ConsenSys: How High Yielding DeFi Opportunities can Threaten Ethereum 2.0

BlocDesk ConsenSys: How High Yielding DeFi Opportunities can Threaten Ethereum 2.0 Ethereum DeFi

Ethereum 2.0 Phase 0 is slated to launch later this year. However, ConsenSys says DeFi might affect ETH staking functionality which will be enabled during Phase 0.

Unarguably, the decentralized finance market provides another investment opportunity for Ethereum investors on a whole new level. Rather than trading or hodling Ether (ETH), investors now lock their cryptocurrencies on high-yield DeFi protocols for massive returns. The rise of these profit-milking opportunities divides the attention on the cryptocurrency market. More and more crypto investors have begun flocking to DeFi.

This resulted in congestion on Ethereum, which is the root network powering the decentralized finance market. The congestion on the network raises the need to accelerate the long-planned Ethereum 2.0, the major upgrade to Ethereum. Eth2 introduces the switch from Proof-of-Work (PoW) to a Proof-of-Stake (PoS) model. As such, holders canstake their cryptocurrencies (ETH) to help secure the network.

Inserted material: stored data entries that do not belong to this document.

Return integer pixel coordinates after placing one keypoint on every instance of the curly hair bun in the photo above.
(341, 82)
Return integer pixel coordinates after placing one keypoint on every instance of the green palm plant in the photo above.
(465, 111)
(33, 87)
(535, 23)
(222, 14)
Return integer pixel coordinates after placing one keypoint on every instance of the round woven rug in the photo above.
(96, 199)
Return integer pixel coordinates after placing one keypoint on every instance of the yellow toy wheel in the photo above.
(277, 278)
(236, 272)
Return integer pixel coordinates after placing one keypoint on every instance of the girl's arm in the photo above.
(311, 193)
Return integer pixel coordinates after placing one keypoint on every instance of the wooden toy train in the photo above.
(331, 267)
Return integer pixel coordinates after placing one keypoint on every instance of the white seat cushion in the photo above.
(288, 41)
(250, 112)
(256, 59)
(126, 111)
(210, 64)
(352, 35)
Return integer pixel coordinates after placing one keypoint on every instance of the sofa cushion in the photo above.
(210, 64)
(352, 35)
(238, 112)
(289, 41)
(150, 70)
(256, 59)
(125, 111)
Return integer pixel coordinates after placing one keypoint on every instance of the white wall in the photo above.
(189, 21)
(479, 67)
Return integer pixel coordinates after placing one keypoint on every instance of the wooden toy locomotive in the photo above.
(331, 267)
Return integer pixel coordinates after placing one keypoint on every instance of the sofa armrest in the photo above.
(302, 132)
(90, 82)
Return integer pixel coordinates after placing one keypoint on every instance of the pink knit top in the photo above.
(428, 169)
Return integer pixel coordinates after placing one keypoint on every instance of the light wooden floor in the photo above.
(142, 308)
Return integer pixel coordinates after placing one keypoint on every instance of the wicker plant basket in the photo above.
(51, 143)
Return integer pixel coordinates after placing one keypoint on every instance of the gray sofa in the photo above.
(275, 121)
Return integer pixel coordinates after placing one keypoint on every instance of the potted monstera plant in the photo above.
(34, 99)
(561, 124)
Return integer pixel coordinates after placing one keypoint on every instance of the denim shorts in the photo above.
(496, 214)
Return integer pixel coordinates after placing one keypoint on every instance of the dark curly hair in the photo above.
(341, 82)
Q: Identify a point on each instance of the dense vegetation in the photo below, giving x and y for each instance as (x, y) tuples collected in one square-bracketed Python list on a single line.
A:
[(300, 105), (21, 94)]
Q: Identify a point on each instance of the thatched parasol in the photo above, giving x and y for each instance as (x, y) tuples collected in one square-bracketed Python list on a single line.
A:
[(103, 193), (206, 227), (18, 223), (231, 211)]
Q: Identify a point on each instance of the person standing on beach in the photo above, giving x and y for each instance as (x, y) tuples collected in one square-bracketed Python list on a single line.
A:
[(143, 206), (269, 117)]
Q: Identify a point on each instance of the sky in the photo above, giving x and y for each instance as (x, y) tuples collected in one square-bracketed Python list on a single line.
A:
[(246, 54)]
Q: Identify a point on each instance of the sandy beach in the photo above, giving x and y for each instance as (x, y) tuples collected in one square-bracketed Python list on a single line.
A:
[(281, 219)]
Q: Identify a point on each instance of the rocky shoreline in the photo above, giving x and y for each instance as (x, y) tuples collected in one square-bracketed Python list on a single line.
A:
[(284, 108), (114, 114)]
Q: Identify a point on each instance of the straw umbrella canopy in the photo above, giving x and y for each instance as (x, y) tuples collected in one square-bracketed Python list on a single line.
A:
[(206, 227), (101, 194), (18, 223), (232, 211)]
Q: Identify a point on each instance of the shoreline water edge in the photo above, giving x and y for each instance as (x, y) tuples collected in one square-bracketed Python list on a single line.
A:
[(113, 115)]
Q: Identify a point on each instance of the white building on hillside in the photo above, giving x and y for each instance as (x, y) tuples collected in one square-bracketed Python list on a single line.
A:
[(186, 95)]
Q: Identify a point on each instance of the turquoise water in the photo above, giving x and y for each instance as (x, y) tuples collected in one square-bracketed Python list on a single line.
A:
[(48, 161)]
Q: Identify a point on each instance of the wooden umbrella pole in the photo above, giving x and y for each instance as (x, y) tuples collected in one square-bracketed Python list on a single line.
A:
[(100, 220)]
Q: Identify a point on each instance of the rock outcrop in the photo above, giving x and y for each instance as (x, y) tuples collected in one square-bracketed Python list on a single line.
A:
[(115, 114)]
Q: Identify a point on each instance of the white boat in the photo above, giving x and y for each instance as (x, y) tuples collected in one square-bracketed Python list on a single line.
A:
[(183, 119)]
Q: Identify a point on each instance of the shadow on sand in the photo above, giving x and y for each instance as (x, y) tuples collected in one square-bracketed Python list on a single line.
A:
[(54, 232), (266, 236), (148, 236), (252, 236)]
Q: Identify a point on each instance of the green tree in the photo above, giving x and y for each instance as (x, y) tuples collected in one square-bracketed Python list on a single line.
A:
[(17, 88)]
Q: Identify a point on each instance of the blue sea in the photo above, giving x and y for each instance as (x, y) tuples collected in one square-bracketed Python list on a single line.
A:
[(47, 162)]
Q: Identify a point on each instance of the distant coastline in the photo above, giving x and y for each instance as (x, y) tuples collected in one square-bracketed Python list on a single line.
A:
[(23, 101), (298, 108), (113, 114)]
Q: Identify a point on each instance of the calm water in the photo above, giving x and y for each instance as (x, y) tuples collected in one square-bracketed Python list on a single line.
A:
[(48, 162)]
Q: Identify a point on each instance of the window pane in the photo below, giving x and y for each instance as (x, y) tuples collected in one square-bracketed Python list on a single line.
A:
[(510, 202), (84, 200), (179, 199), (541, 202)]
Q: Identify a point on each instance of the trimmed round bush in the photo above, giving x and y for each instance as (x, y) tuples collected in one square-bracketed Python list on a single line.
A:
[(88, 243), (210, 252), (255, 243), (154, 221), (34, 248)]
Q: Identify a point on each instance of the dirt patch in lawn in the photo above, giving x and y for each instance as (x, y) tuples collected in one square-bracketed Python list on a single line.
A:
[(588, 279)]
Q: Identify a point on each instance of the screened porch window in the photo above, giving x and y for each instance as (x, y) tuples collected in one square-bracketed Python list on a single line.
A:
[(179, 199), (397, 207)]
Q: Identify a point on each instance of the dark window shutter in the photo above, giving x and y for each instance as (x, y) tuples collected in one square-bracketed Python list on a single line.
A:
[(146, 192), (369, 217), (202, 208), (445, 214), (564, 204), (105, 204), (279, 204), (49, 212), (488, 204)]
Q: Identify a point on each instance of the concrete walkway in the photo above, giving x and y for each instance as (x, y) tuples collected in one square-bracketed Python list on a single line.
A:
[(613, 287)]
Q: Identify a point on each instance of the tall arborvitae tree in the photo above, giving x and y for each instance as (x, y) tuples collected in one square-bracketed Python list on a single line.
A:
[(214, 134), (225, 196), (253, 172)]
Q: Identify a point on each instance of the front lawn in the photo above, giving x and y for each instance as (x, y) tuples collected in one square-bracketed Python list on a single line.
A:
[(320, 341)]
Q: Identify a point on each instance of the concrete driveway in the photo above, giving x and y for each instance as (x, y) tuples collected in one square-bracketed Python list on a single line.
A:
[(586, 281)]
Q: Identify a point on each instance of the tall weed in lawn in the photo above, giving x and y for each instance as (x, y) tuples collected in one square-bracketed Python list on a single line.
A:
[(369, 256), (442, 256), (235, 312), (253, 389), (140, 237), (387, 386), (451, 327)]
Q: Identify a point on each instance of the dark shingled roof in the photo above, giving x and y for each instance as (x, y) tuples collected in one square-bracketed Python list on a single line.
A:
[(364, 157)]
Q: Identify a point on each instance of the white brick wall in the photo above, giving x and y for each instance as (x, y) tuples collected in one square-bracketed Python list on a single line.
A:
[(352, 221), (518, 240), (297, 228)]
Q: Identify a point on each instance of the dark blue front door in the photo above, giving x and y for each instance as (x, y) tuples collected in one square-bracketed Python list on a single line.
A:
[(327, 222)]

As developers prepare Phase 0 – the development phase with the staking functionality – ConsenSys suggests that DeFi might affect staking.

ConsenSys relays possible threats to Ethereum 2.0

Following a recent publication by ConsenSys, a New York-based blockchain company, Ethereum investors may not actively participate in Eth2 staking. ConsenSys blames the fact that Ethereum investors lose complete control of their cryptocurrencies once it’s staked. Staked coins cannot be withdrawn or touched, at least until the next Phase (s) with the transfer functionality launches. The blockchain company noted that it might require an additional period – up to 12 months – for that Phase to launch.

Judging by this, the blockchain company concludes that the investors might shy away from staking, although it comes with a reward. The company explained:

“It is not unreasonable to worry that ETH holders would (at best) wait to see how early staking returns compare to DeFi returns, or (at worst) decide altogether not to ‘risk’ locking up ETH until Phase 1.5 (which is likely at least a year away) in case another similar bull run occurs in the meantime.”

The Issue of Liquidity for Staked ETH 

The decentralized finance market offers Ethereum investors a better profit-making opportunity through yield farming protocols. These yield farming rewards are probably greater than rewards from staking. More so, investors still have control of their locked crypto assetss in DeFi, unlike when they stake it in Ethereum 2.0. This can threaten the staking participation when Phase 0 launches.

As a solution, ConsenSys urges DeFi providers to introduce liquid tokens that bear the actual value of staked ETH. Recently, Blocdesk reported that Lido plans to solve this particular issue of staked ETH illiquidity with a token dubbed bETH. It bears the value of investors’ staked coins. Besides, the token is compatible with the decentralized finance market.